Os atomistas, um mundo infinito no grande, mas finito no pequeno

Os velhos atomistas acreditavam que os átomos eram indivisíveis e indestrutíveis – punham uma barreira intransponível ao infinitamente pequeno para dar uma base sólida ao conhecimento da natureza, átomo significa “sem divisão” – mas concebiam o átomo como eternos no tempo, ao mesmo tempo em que concebiam o universo como infinito no espaço; curiosamente, os atomistas rejeitaram a existência do infinitamente pequeno, mas o aceitaram na eternidade e na imensidade; no infinitamente grande, na existência de infinitos mundos e estrelas gerados por átomos. Tito Lucrécio Caro – o grande herdeiro e sistematizador do atomismo e do ateísmo antigo – desenvolveu em seu maravilhoso poema “De rerum natura” (Sobre a natureza) agudos argumentos para sustentar a impossibilidade da divisibilidade infinita da matéria; embora equivocados, porque o átomo é um universo que demonstrou sua divisibilidade, são sumamente interessantes:

“Se depois não há nada menor, estará

De infinitas partículas formado o menor elemento;

A metade sempre achará sua metade

E não haverá limite à divisão em parte alguma.

Como distinguirás, então, do universo a menor das coisas?” [2]

Para Lucrécio, a ideia da infinita divisibilidade levava a um descenso infinito que desafiava o sentido comum.

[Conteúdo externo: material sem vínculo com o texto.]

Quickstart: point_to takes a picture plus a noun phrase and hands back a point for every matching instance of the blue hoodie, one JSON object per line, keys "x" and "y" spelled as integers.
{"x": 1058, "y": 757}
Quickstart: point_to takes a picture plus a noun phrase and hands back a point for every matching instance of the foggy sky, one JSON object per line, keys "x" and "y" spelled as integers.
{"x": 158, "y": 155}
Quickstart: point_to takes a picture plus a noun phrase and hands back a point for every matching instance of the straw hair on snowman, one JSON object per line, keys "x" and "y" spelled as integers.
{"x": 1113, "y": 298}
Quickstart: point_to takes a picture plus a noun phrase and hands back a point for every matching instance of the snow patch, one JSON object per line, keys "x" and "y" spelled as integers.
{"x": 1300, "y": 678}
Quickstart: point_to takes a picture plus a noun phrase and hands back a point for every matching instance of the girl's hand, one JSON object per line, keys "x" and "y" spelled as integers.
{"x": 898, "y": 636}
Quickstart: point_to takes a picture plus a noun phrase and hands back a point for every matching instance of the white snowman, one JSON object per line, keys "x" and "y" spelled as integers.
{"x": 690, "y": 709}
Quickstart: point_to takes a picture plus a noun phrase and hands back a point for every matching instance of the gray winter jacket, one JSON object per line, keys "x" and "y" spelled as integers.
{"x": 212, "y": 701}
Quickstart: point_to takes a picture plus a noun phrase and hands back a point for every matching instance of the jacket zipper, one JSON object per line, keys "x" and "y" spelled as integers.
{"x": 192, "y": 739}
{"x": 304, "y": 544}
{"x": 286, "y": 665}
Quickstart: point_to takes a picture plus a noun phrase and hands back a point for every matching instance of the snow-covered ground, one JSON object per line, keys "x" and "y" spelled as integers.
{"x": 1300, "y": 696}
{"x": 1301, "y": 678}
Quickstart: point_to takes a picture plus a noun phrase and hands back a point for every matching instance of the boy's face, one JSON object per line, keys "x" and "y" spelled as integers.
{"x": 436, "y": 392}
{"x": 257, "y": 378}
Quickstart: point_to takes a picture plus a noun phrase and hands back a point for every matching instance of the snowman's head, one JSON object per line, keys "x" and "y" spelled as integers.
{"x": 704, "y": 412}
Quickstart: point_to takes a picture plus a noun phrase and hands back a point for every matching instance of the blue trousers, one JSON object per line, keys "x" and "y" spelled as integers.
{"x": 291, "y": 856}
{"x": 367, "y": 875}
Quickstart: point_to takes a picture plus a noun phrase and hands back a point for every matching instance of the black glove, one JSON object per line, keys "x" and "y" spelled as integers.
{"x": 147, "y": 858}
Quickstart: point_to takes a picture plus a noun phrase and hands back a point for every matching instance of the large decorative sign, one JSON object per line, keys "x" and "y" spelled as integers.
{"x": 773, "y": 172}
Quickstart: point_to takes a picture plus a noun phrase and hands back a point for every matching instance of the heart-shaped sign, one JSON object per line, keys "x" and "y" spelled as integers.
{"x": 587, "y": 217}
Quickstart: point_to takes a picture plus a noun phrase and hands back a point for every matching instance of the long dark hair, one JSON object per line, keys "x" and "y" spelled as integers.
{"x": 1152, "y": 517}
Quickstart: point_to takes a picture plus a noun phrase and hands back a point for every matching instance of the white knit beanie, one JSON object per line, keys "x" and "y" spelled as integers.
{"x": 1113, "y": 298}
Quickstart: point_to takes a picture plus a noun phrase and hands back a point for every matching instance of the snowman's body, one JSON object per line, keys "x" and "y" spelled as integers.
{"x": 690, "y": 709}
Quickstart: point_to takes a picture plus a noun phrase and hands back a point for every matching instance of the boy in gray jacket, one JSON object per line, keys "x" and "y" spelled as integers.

Resultaria que a parte menor do universo conteria tantas partes como a maior. Mas, na realidade, como já haviam observado Anaxágoras e Heráclito, a noção de grande e pequeno é relativa e o infinitamente pequeno é, ao mesmo tempo, infinitamente grande; nosso universo está composto de infinitos universos, cada um com suas estruturas e leis próprias. Portanto, o infinitamente pequeno é tão inesgotável quanto o infinitamente imenso. Embora os atomistas estivessem errados em sua ideia da indivisibilidade atômica, não cabe nenhuma dúvida de que seu aporte ao conhecimento de uma das estruturas mais relevantes da composição do universo – um nível da realidade cujo conhecimento será recuperado em 1803 por John Dalton, mais de 1.800 anos depois – foi um dos marcos mais importantes na história da humanidade.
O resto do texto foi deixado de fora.